PF is known to be a performance killer in such setups because it does not yet have good support for SMP to get the benefits from multiple CPUs/cores and the excessive locking hinders the performance badly. Things are changing in 10-CURRENT in this regard.

Nightwing · Aug 13, 2013

I've tried with ipfw today, but it has the same issue. With ipfw enabled the speeds are below 4 MB/sec and when I disable ipfw the speeds go up to ~60 MB/sec.

Nightwing · Aug 13, 2013

I've found a PCIe Intel card at home and put it in the server and that fixed the problem right away.

My guess is that there is a problem in the Realtek driver in combination with BFP. For future reference my on-board network card is:

Code:

re0@pci0:3:0:0: class=0x020000 card=0x81681849 chip=0x816810ec rev=0x06 hdr=0x00
    vendor     = 'Realtek Semiconductor Co., Ltd.'
    device     = 'RTL8111/8168B PCI Express Gigabit Ethernet controller'
    class      = network
    subclass   = ethernet

kpa · Aug 13, 2013

Well, Realtek cards are not among the recommended ones for high troughput solutions. Intel cards are and for a good reason

throAU · Aug 14, 2013

Yeah, read the comments from the one of the Realtek NIC's source code. An older Realtek NIC, but an indication of some of the brain damage they typically engage in.
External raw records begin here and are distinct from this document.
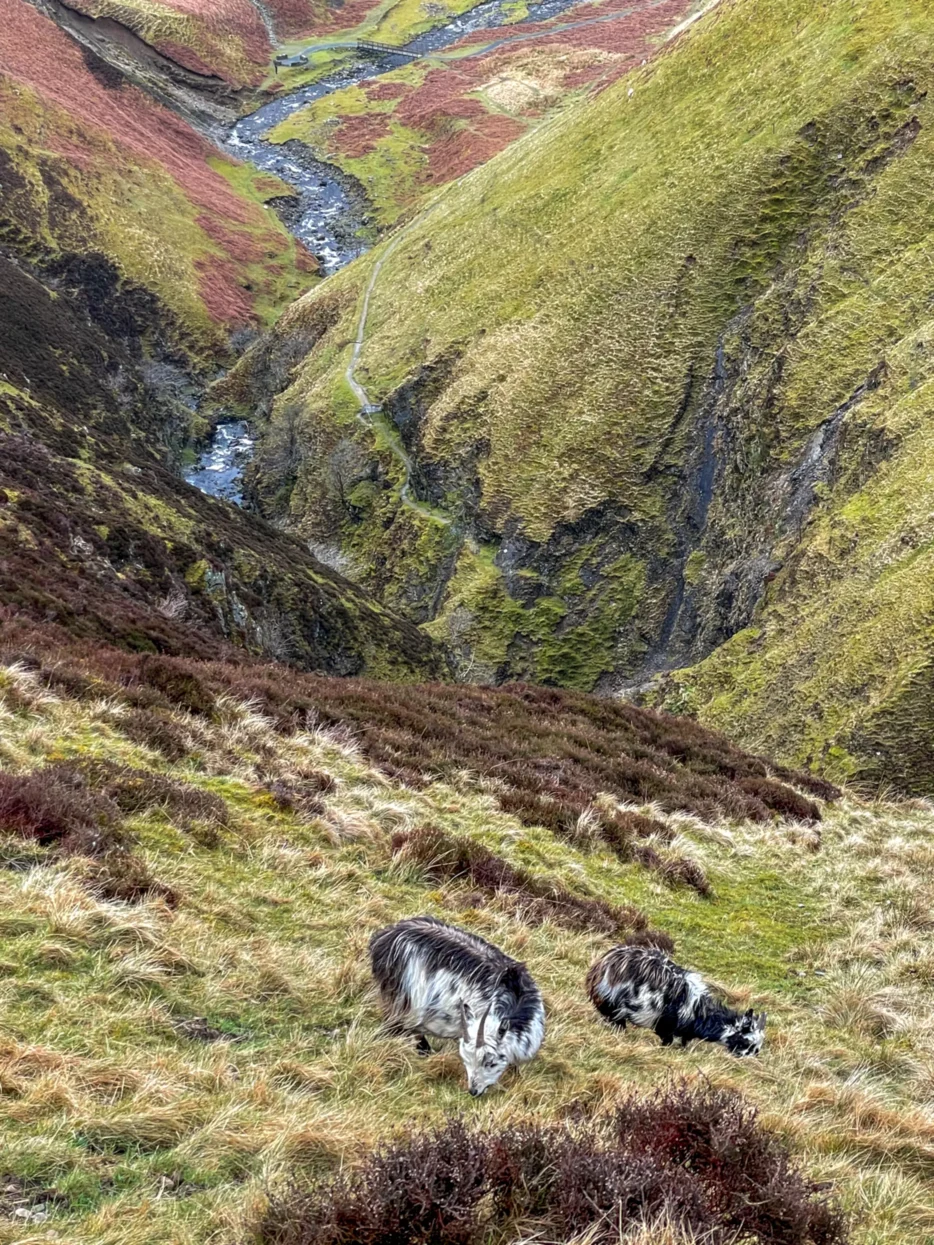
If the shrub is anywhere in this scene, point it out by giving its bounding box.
[86,848,181,908]
[139,657,214,717]
[80,761,229,828]
[267,769,335,820]
[118,708,189,761]
[0,766,125,855]
[738,777,821,822]
[257,1084,847,1245]
[392,825,674,950]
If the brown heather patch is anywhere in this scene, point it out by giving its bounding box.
[0,764,181,908]
[0,629,839,895]
[391,825,675,951]
[257,1083,848,1245]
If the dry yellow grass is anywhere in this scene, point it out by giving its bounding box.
[0,670,934,1245]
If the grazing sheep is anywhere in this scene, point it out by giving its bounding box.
[370,916,544,1097]
[587,946,766,1055]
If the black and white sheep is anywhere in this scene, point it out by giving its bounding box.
[370,916,544,1097]
[587,946,766,1055]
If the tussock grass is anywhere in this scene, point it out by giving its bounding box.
[0,659,934,1245]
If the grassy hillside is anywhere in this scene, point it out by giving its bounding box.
[0,0,314,341]
[235,0,934,788]
[271,0,695,224]
[0,0,443,676]
[0,636,934,1245]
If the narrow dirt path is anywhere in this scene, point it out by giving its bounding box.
[344,207,455,527]
[250,0,279,52]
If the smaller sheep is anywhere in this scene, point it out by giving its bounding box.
[587,946,766,1055]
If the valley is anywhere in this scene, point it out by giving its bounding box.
[0,0,934,1245]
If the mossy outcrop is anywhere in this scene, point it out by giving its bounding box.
[234,0,934,787]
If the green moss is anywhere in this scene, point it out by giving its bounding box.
[270,0,934,789]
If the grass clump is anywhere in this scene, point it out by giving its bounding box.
[391,825,675,951]
[257,1084,848,1245]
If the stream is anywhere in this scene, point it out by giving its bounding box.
[184,0,579,505]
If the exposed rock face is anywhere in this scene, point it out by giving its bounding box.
[0,249,443,675]
[0,0,446,676]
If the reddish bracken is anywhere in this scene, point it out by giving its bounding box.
[392,825,674,952]
[255,1084,848,1245]
[0,0,297,324]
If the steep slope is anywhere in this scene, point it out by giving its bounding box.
[0,0,443,676]
[240,0,934,789]
[0,636,934,1245]
[271,0,695,224]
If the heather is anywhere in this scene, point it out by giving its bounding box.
[390,825,675,936]
[257,1084,848,1245]
[0,647,934,1245]
[0,0,315,341]
[239,0,933,794]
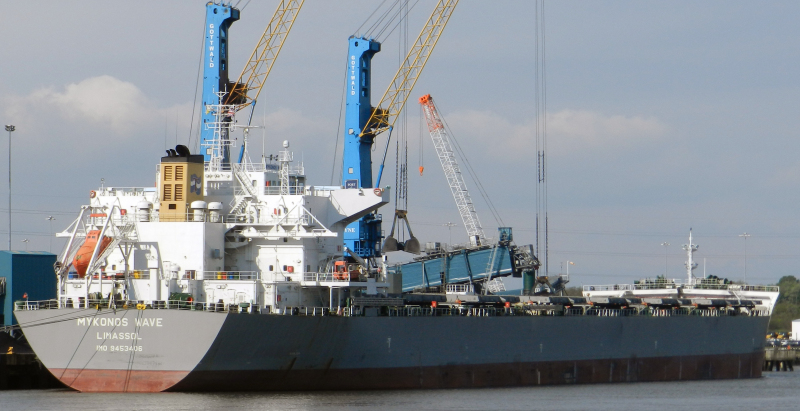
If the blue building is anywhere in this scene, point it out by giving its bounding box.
[0,251,57,325]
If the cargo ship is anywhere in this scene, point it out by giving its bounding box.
[14,1,778,392]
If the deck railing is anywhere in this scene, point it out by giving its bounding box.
[14,297,769,318]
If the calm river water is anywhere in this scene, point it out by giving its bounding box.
[0,369,800,411]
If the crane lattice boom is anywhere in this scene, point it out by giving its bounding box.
[361,0,459,136]
[419,94,484,246]
[228,0,305,110]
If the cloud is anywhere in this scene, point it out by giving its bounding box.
[16,76,156,133]
[447,109,668,157]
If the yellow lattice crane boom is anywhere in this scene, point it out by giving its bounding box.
[360,0,459,137]
[227,0,305,110]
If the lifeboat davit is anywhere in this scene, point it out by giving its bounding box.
[72,230,111,278]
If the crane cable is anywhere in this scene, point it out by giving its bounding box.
[436,102,505,227]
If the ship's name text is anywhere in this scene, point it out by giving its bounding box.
[77,318,163,327]
[97,332,142,340]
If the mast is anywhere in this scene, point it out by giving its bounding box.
[683,228,700,284]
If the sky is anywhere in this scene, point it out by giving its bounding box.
[0,0,800,286]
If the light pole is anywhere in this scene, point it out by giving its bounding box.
[562,260,575,278]
[46,215,56,253]
[739,231,750,285]
[6,124,17,251]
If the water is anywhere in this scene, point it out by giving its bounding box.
[0,372,800,411]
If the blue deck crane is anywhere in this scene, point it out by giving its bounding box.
[342,0,459,259]
[342,37,381,258]
[200,2,239,164]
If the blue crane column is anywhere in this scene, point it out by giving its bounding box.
[342,37,381,258]
[200,2,239,164]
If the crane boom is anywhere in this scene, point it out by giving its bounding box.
[227,0,305,110]
[361,0,459,136]
[342,0,458,258]
[419,94,484,246]
[200,0,304,167]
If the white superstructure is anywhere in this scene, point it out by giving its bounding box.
[583,229,780,314]
[56,100,390,312]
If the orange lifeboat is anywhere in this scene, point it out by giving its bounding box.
[72,230,111,278]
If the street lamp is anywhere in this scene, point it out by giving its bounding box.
[46,215,56,253]
[739,232,750,284]
[561,260,575,278]
[6,124,17,251]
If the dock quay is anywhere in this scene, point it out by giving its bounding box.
[763,346,800,371]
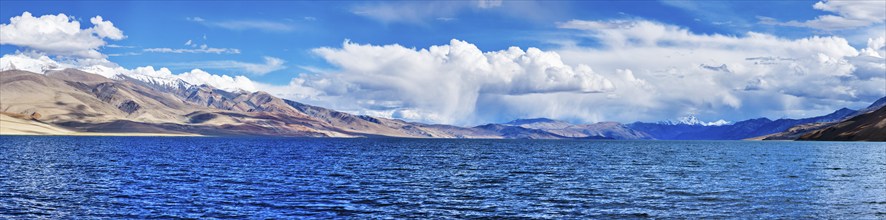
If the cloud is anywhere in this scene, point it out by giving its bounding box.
[171,56,286,75]
[560,19,886,121]
[0,53,257,92]
[477,0,502,8]
[351,0,502,25]
[0,12,126,59]
[185,17,294,32]
[272,40,615,124]
[257,19,886,125]
[759,1,886,31]
[142,43,240,54]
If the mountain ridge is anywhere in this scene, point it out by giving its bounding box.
[0,69,886,140]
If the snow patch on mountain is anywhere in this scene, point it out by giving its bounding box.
[659,115,732,126]
[0,53,258,92]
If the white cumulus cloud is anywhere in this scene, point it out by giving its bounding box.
[264,40,615,124]
[0,12,126,59]
[551,19,886,121]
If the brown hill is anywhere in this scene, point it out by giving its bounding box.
[799,106,886,141]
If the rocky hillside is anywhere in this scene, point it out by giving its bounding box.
[0,69,624,139]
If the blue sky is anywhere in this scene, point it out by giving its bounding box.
[0,1,886,124]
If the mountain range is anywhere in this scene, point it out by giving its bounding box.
[0,69,886,140]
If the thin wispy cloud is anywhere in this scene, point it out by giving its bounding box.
[169,56,286,75]
[142,41,240,54]
[350,0,502,24]
[185,17,295,32]
[758,1,886,31]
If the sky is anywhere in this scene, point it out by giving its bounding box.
[0,0,886,125]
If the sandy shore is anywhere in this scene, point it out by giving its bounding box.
[0,114,202,136]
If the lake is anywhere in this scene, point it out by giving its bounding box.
[0,136,886,219]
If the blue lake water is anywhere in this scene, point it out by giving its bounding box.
[0,136,886,219]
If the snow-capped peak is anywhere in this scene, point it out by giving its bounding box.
[0,53,70,74]
[660,115,730,126]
Some highlights...

From if_rl.c:

Code:

 * The RealTek 8139 PCI NIC redefines the meaning of 'low end.' This is
 * probably the worst PCI ethernet controller ever made, with the possible
 * exception of the FEAST chip made by SMC. The 8139 supports bus-master
 * DMA, but it has a terrible interface that nullifies any performance
 * gains that bus-master DMA usually offers.
 *
 * For transmission, the chip offers a series of four TX descriptor
 * registers. Each transmit frame must be in a contiguous buffer, aligned
 * on a longword (32-bit) boundary. This means we almost always have to
 * do mbuf copies in order to transmit a frame, except in the unlikely
 * case where a) the packet fits into a single mbuf, and b) the packet
 * is 32-bit aligned within the mbuf's data area. The presence of only
 * four descriptor registers means that we can never have more than four
 * packets queued for transmission at any one time.
 *
 * Reception is not much better. The driver has to allocate a single large
 * buffer area (up to 64K in size) into which the chip will DMA received
 * frames. Because we don't know where within this region received packets
 * will begin or end, we have no choice but to copy data from the buffer
 * area into mbufs in order to pass the packets up to the higher protocol
 * levels.
 *
 * It's impossible given this rotten design to really achieve decent
 * performance at 100Mbps, unless you happen to have a 400Mhz PII or
 * some equally overmuscled CPU to drive it.

Before buying a network adapter, I'll often have a look at the driver source, it's always entertaining.

I suspect the Intel NIC you are using has far less CPU overhead to drive it, and thus there is more left over for pf.